Souris de laboratoire (image d'illustration) [ LEANDRE DUGGAN/KEYSTONE

Que pensent les associations de protection des droits des animaux face à l’initiative «Oui à l’interdiction de l’expérimentation animale et humaine – Oui aux approches de recherche qui favorisent la sécurité et le progrès», sur laquelle le peuple s’exprimera le 13 février prochain? Plusieurs d’entre-elles l’ont accueillie avec prudence, voire distance. Elles évoquent— à mots couverts — un texte aux intentions louables mais maladroit, aux effets potentiellement contre-productifs.

Pourquoi c’est important. L’enjeu dépasse la question du bien-être animal. Englobant l’expérimentation animale mais aussi humaine, l’initiative entraverait sérieusement la recherche clinique en Suisse. Ce n’est pas tout: elle empêcherait de prescrire ou même d’importer tout nouveau médicament développé à l’étranger, avec de sérieuses implications pour la santé publique.

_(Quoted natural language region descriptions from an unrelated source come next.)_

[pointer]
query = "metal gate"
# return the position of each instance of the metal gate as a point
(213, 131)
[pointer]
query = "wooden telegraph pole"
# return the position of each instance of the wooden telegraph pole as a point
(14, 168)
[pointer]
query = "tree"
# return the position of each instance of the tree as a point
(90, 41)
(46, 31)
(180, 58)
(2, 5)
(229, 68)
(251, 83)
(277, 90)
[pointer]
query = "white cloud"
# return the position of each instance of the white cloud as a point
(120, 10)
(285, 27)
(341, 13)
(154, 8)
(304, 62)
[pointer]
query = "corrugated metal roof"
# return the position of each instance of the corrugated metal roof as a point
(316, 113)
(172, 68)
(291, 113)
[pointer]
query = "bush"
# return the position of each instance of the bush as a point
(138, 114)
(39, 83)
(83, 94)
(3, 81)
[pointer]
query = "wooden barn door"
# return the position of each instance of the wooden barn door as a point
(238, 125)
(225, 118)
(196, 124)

Lire aussi: Expérimentation animale: les milieux scientifiques condamnent une initiative «extrême»

Des avis mesurés sur le texte. Luc Fournier, est ancien président de la Ligue Suisse contre l’expérimentation animale et pour les droits des animaux (LSCV)— qu’il a quittée en décembre 2021 pour rejoindre l’association Animal Equité. Il avait aussi porté l’initiative genevoise pour un meilleur contrôle de l’expérimentation animale en 2019. Cette fois, il ne s’engage toutefois pas pour la nouvelle initiative.

«Sur le fond, je suis d’accord, mais je ne me vois pas soutenir le texte, car c’est un mauvais texte.»